• Improving the effectiveness of training architecture engineering construction

    Contractors using Building Information Modeling (BIM) software reap many benefits, including improved collaboration between construction partners, earlier elimination of conflicting elements, more efficient project sequencing, and easier access to the latest project information. But while BIM has been around for nearly two decades, many contractors still don’t use it. The sixth annual survey ConTech from JBKnowledge showed that 28 percent of professionals in the construction industry do not participate in the tender for projects requiring BIM (presumably because they do not have opportunities to do so), while 25 percent have only one or two people in staff who know how to work with BIM.

    Part of the problem may lie in properly educating people in the use of BIM in the construction industry.
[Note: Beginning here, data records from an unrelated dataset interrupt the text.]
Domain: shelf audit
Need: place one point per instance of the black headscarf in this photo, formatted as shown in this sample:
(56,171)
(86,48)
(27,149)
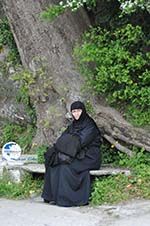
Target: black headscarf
(79,105)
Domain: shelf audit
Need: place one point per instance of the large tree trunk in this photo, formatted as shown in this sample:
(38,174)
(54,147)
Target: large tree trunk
(46,49)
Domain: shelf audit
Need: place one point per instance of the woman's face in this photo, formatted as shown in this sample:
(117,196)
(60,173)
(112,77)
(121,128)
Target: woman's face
(76,113)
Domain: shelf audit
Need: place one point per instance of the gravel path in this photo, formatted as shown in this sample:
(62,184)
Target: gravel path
(34,212)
According Dzhulidy Bozoglu , BIM specialist and instructor at the Environmental Systems’ Design Inc ., Teacher of the College of Engineering at the Illinois Institute of Technology (IIT), the practice leads to perfection .

    “BIM is not something that should be learned in schools or universities without practical experience,” Bozoglu said .

    This is best taught using a combination of modes, including workshops and on-the-job training. And construction companies have an important role to play. Bozoglu said it is critical that the construction industry works with the educational community, including BIM course developers , to ensure that BIM training provides the skilled, knowledgeable workforce needed for construction.

    An example of industry and education working together is the design collaboration workshops developed by Bozoglu for classes at IIT. They are led by an industry partner and they introduce students to BIM technologies to solve real-world problems. The workshops also help students understand that BIM implementation goes far beyond the study of specific software; it also requires integrated teamwork and collaboration.

    Since BIM is used in different ways by different stakeholders and at different stages of the project, there is a real risk of information overload for new learners. To avoid this, Bozoglu said , in-house BIM curricula and courses in colleges should target the needs of every group that will use the software - designers, project managers, subcontractors, planners, etc. but the basic knowledge to work together on BIM models outside of their own discipline.

    Every construction company has a different approach to design and construction, so Bozoglu invited them to identify which tools in the BIM program would be most useful for their projects and create libraries of those tools for whatever BIM training they provide. Companies can specify different libraries for different positions (evaluators, planners, designers, etc.) and provide an opportunity for BIM learners to practice with them. It is impossible not to mention the outstanding representatives of this industry who have achieved success. For example, Karnoenergy https://karnoenergy.com/architecture-engineering/ , whose special approach has ensured the success of hundreds of different projects throughout Europe.

    Bozoglu found that one of the most effective approaches to BIM training is to bring together young newcomers to the industry, who are usually quite tech-savvy, with seasoned construction site professionals. It helps experienced workers become familiar with the technology and newcomers have a better understanding of the industry.

    As the use of BIM in the construction industry continues to grow, contractors will need to train more people to do it. A targeted collaborative approach can be an effective way to do this.